1.2 Introduction to Regexes and Pattern Matching
A regular expression is a
string containing a combination of normal characters and special
metacharacters or metasequences. The normal characters match
themselves.
Metacharacters
and metasequences are characters or sequences
of characters that represent ideas such as quantity, locations, or
types of characters. The list in Section 1.2.1 shows the most common
metacharacters and metasequences in the regular expression world.
Later sections list the availability of and syntax for supported
metacharacters for particular implementations of regular expressions.
Pattern matching consists of finding a section of text
that is described (matched) by a regular expression. The underlying
code that searchs the text is the regular expression
engine.
You can guess the
results of most matches by keeping two rules in mind:
The earliest (leftmost) match wins Regular expressions are applied to the input starting at the first
character and proceeding toward the last. As soon as the regular
expression engine finds a match, it returns. (See MRE 148-149,
177-179.) Standard quantifiers are greedy Quantifiers
specify how many times something can be repeated. The standard
quantifiers attempt to match as many times as possible. They settle
for less than the maximum only if this is necessary for the success
of the match. The process of giving up characters and trying
less-greedy matches is called backtracking. (See MRE 151-153.)
Regular expression engines have subtle differences based on their
type. There are two classes of
engines: Deterministic Finite
Automaton (DFA) and Nondeterministic Finite
Automaton (NFA). DFAs are faster but lack many of the features of an
NFA, such as capturing, lookaround, and non-greedy quantifiers. In
the NFA world there are two types: Traditional and POSIX.
- DFA engines
-
DFAs compare each character of the input string to the regular
expression, keeping track of all matches in progress. Since each
character is examined at most once, the DFA engine is the fastest.
One additional rule to remember with DFAs is that the alternation
metasequence is greedy. When more than one option in an alternation
(foo|foobar) matches, the longest one is selected.

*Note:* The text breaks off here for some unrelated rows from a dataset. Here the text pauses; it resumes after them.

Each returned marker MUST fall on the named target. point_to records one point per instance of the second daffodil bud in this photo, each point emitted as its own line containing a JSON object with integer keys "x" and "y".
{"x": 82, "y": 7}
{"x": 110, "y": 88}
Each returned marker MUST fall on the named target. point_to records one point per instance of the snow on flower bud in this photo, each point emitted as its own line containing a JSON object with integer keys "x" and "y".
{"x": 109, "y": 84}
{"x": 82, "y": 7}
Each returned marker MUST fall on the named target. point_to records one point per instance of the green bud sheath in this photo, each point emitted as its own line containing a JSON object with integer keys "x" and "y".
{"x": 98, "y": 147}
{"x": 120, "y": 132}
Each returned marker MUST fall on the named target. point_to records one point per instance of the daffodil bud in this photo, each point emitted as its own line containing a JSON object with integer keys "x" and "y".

So, rule #1 can be amended to read "the longest
leftmost match wins." (See MRE 155-156.)
- Traditional NFA engines
-
Traditional NFA engines compare each element of the regex to the
input string, keeping track of positions where it chose between two
options in the regex. If an option fails, the engine backtracks to
the most recently saved position. For standard quantifiers, the
engine chooses the greedy option of matching more text; however, if
that option leads to the failure of the match, the engine returns to
a saved position and tries a less greedy path. The traditional NFA
engine uses ordered alternation, where each option in the alternation
is tried sequentially. A longer match may be ignored if an earlier
option leads to a successful match. So, rule #1 can be amended to
read "the first leftmost match after greedy
quantifiers have had their fill." (See MRE 153-154.)
- POSIX NFA engines
-
POSIX NFA Engines work similarly to Traditional NFAs with one
exception: a POSIX engine always picks the longest of the leftmost
matches. For example, the alternation cat|category
would match the full word
"category" whenever possible, even
if the first alternative ("cat")
matched and appeared earlier in the alternation. (See MRE 153-154.)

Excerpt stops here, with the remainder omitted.